What Is Next-Generation Sequencing?

NGS encompasses all sequencing technologies that perform massively parallel sequencing of DNA fragments. The defining characteristic is scalability: while Sanger sequencing produces a single read of 600-1,000 bp per reaction, NGS platforms produce millions to billions of reads in a single instrument run, with read lengths ranging from 50 bp to over 300 bp depending on the platform and configuration. This scalability is what makes NGS the standard technology for most genomic applications — the ability to sequence an entire human genome in 24 hours rather than a decade depends on parallel processing rather than on any single read length or accuracy advantage over earlier technologies.

The key distinction between NGS and third-generation sequencing technologies (PacBio SMRT, Oxford Nanopore) is the amplification step. NGS platforms require PCR amplification of individual DNA molecules to generate detectable signals—either through bridge amplification on a flow cell surface (Illumina) or emulsion PCR on beads (Ion Torrent). This amplification step is both a strength and a limitation: it provides the high signal-to-noise ratio needed for accurate base calling but introduces amplification bias and limits read length. Third-generation technologies sequence single molecules without amplification, enabling longer reads but with different error profiles.

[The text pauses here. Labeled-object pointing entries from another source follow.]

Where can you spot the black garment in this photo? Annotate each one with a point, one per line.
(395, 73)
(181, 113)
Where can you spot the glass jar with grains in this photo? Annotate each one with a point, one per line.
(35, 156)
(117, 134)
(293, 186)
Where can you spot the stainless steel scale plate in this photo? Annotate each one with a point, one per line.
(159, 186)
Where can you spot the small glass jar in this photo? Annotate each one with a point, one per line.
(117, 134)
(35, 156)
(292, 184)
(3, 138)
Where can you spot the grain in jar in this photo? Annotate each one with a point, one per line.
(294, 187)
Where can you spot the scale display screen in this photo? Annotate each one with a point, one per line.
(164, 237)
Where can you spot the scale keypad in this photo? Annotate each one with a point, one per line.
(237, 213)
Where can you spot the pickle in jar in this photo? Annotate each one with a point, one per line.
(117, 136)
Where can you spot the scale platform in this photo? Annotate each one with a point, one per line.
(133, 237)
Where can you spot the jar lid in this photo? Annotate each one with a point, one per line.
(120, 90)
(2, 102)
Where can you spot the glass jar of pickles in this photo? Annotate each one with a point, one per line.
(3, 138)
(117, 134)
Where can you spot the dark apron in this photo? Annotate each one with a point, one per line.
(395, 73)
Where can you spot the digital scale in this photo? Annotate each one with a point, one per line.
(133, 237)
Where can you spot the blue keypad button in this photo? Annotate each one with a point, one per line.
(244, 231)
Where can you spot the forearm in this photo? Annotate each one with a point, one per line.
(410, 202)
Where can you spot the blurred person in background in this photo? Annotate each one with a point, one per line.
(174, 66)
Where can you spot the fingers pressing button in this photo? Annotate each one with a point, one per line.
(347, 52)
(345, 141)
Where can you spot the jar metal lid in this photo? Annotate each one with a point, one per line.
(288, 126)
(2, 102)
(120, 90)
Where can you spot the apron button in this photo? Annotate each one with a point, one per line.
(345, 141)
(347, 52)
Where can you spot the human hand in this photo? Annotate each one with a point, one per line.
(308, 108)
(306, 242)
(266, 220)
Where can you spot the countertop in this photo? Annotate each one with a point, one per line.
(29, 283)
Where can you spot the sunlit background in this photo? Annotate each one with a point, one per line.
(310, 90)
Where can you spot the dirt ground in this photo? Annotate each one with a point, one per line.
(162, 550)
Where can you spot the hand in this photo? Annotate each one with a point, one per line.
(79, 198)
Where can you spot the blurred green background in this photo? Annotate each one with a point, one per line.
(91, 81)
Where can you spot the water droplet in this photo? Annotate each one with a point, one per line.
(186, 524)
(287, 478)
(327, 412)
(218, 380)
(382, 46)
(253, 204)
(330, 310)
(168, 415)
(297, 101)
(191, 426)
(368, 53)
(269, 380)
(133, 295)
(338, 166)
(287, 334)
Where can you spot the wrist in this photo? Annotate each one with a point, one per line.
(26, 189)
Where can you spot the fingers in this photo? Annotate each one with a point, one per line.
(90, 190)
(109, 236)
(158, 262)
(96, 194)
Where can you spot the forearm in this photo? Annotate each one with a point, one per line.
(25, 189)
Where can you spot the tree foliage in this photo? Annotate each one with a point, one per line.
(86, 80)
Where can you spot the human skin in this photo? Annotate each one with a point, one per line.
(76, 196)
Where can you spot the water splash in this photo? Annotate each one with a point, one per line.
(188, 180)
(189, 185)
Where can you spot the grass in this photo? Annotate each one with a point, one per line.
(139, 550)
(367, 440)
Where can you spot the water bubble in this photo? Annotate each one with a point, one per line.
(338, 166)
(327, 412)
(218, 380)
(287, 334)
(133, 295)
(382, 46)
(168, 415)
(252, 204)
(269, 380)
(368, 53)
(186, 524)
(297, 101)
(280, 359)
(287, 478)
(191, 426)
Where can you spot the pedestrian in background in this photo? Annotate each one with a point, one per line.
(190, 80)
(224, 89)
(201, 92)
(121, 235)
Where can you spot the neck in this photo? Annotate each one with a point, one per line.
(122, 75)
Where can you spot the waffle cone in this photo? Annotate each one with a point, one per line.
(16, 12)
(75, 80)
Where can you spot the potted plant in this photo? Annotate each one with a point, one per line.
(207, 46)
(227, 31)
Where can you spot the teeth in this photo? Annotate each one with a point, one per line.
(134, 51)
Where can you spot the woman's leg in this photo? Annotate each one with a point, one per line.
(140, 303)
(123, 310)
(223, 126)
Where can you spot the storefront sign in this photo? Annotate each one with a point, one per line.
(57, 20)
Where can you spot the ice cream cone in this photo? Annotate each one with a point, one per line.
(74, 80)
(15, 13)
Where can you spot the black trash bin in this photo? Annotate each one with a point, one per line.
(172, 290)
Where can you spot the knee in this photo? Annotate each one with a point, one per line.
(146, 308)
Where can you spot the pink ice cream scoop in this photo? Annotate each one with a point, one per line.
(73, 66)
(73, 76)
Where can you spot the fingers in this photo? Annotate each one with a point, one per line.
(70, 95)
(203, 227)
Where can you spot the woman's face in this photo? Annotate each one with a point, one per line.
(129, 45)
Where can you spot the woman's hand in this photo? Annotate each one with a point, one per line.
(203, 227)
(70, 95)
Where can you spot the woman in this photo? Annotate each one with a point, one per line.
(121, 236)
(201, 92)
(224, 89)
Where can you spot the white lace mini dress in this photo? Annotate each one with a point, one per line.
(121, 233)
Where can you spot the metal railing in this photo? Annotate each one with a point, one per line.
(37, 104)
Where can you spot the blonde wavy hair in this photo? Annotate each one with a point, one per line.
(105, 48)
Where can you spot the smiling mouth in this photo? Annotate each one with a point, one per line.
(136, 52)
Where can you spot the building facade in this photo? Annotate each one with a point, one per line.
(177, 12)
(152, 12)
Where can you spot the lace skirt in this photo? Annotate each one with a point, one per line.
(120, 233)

The practical implication for researchers is that NGS and third-generation sequencing are complementary rather than competing. NGS provides the highest throughput and accuracy for applications where read length is adequate—SNV detection, RNA-seq quantification, and metagenomic profiling. Long-read technologies provide information that NGS cannot access—structural variant resolution, de novo assembly contiguity, and direct epigenetic modification detection. Many projects now use both approaches in a hybrid strategy, combining Illumina short reads at 30-60× depth for cost-effective variant calling with PacBio HiFi or Nanopore long reads at 15-30× for resolving complex genomic regions. The total cost of a hybrid project is higher than single-platform sequencing but the data completeness is substantially greater, particularly for genome assembly and comprehensive variant detection. The decision to use a hybrid approach should be based on the specific requirements of the research question — for projects where comprehensive genome coverage is essential, the additional cost is justified by the data quality improvement.

NGS services cover the full range of short-read sequencing platforms, with configurations optimized for different project types and throughput requirements.

The NGS Ecosystem in 2026 — Active Platforms and Market Status

The NGS technology landscape has consolidated significantly since the early 2010s, when platforms from Roche, Illumina, Life Technologies, and Complete Genomics competed for market share. Today, the market structure is clearer.

Roche 454 (discontinued): The first commercial NGS platform, launched in 2005, used pyrosequencing and emulsion PCR to generate reads of up to 1,000 bp. Roche discontinued the platform in 2016 after failing to compete with Illumina’s throughput advantage. Researchers who used 454 legacy data should be aware that the platform’s error profile (high error rates in homopolymer tracts) differs from modern platforms and may affect comparisons with newer data.

Ion Torrent (Thermo Fisher, limited market share): Ion Torrent uses semiconductor technology to detect hydrogen ions released during nucleotide incorporation. Its main advantage is speed—a sequencing run can be completed in 2-7 hours. The trade-off is high error rates in homopolymer regions due to the analog nature of the ion detection signal, which cannot reliably distinguish between a single base incorporation and multiple identical base incorporations at a homopolymer run. Ion Torrent is used primarily for targeted small panels and clinical applications where rapid turnaround is prioritized over data quality. Its market share has declined steadily as Illumina’s run times have improved and as long-read platforms have become more accessible for applications requiring longer reads.

Illumina (dominant, ~80% market share): Illumina’s sequencing by synthesis (SBS) technology, introduced with the Genome Analyzer in 2007, has become the standard for short-read sequencing through continuous platform innovation. The Illumina platform family spans a 10,000-fold throughput range, from the benchtop iSeq 100 producing 1.2 Gb per run to the NovaSeq X Plus producing 16 Tb per run. The 2023 introduction of XLEAP-SBS chemistry on the NovaSeq X improved cycle times by 30-50% and signal intensity by 30-40%, reducing per-genome sequencing costs while maintaining the accuracy that has made Illumina the platform of choice for most genomic applications.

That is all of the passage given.